Homans Path is an alternative to Emery Path.  It, too, is a steep climb, with lots of rocky steps…

… and even a short tunnel through solid rock.

Here is the reward for all that climbing.  Homans Path lifts you up above the Great Meadow.  In fall, it’s an especially beautiful sight.

Another narrow squeeze took me in between two huge slabs of rock, and beneath another underpass…

… as the stairs kept climbing.

Eventually, Homans Path once again intersected Emery Path…

… and I continued to follow Emery uphill, through another narrow cut in the rock, and up yet another stone staircase.

Click on the image to view a larger version.

The panoramic view to the east is fantastic here.  In the foreground is the Great Meadow, and in the distance, you can see Bar Harbor and a cruise ship offshore.

Yes, everything was going well up until this point.  Then…

… I arrived here.  At this point, Emery Path ends, and Schiff Path begins.  Schiff leads on up Dorr Mountain, crossing the Dorr North Ridge Trail just shy of the summit.  But if you take a close look at the signpost, you’ll notice another sign, at the bottom, pointing in a slightly different direction.  It points towards Kurt Diederichs Climb.  I didn’t notice the fork in the trail.  I didn’t see Schiff.

As I trudged along the trail, I was enjoying heading downhill.  I thought it was just a momentary break, and the ascent would begin again in mere moments.  But then I kept going.  This was a strange way to reach the top of a mountain, I thought.  No, this didn’t seem right at all.

After a few minutes, I stopped, and pulled up the photo I had taken of the trail map.  It started to make sense.  I had taken the wrong trail.  And with my appointment looming in Bar Harbor, I didn’t have enough time to climb back uphill, then continue on to the top of Dorr Mountain.

Not to mention, at this point, I had no desire to climb up Kurt Diederichs Climb.  Kurt must have been one heck of a dude.  This was an extremely steep trail.

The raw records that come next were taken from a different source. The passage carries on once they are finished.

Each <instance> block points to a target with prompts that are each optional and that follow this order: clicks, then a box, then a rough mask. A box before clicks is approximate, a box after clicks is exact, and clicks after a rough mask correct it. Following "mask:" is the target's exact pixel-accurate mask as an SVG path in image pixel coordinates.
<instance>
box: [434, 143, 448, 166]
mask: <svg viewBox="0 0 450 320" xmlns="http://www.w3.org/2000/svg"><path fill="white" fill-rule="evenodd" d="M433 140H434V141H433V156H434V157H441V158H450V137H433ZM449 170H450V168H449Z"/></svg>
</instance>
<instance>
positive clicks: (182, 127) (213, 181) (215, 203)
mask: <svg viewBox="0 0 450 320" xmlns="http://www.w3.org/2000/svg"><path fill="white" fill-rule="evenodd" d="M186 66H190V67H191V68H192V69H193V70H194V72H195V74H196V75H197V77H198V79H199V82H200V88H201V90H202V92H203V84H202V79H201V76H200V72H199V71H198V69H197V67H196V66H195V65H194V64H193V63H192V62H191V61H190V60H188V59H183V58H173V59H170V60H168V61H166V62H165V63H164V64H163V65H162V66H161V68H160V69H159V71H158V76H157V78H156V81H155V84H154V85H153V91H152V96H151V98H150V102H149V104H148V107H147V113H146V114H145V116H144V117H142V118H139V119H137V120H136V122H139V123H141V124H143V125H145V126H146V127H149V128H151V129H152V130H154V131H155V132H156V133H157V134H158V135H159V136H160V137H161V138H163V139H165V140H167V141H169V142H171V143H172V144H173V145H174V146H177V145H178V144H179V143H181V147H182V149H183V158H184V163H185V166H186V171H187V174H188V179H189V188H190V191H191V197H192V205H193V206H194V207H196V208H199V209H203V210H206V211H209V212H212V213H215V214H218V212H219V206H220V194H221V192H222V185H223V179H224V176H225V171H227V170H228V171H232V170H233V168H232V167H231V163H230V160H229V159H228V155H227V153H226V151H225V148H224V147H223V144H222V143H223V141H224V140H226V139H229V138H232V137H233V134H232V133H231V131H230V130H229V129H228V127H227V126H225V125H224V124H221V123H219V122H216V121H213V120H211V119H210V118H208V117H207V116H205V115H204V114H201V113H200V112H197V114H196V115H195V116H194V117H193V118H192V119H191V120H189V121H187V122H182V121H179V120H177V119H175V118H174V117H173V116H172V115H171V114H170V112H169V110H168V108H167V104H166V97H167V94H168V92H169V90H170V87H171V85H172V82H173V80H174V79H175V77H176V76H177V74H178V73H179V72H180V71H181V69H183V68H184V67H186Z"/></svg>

A bit disappointed, I kept heading downhill, taking just a few pictures along the way.  The trail was beautiful, but it stayed hidden beneath the trees for most of the time.  There weren’t as many sweeping vistas on Kurt’s trail as there were on Homan’s Path.

Kurt Diederich’s Climb, and my descent, ended at Jesup Path.  Remember that nice, level trail at the beginning of the hike?  I was back on it again, albeit a different section.  Jesup Path returned me to Sieur de Monts.   The entire hike took about one hour, leaving me with another hour to burn.

My failure to summit Dorr Mountain made me determined to return here to try it again, if I had the chance.  And I did!  On the following day, I made Dorr Mountain my final objective, before leaving Acadia and heading down the coast.

I’m not certain, but I would estimate the total length of this hike to be about 1.7 miles.  Don’t underestimate it, though — it’s a tough 1.7 miles, due to the elevation gain and loss.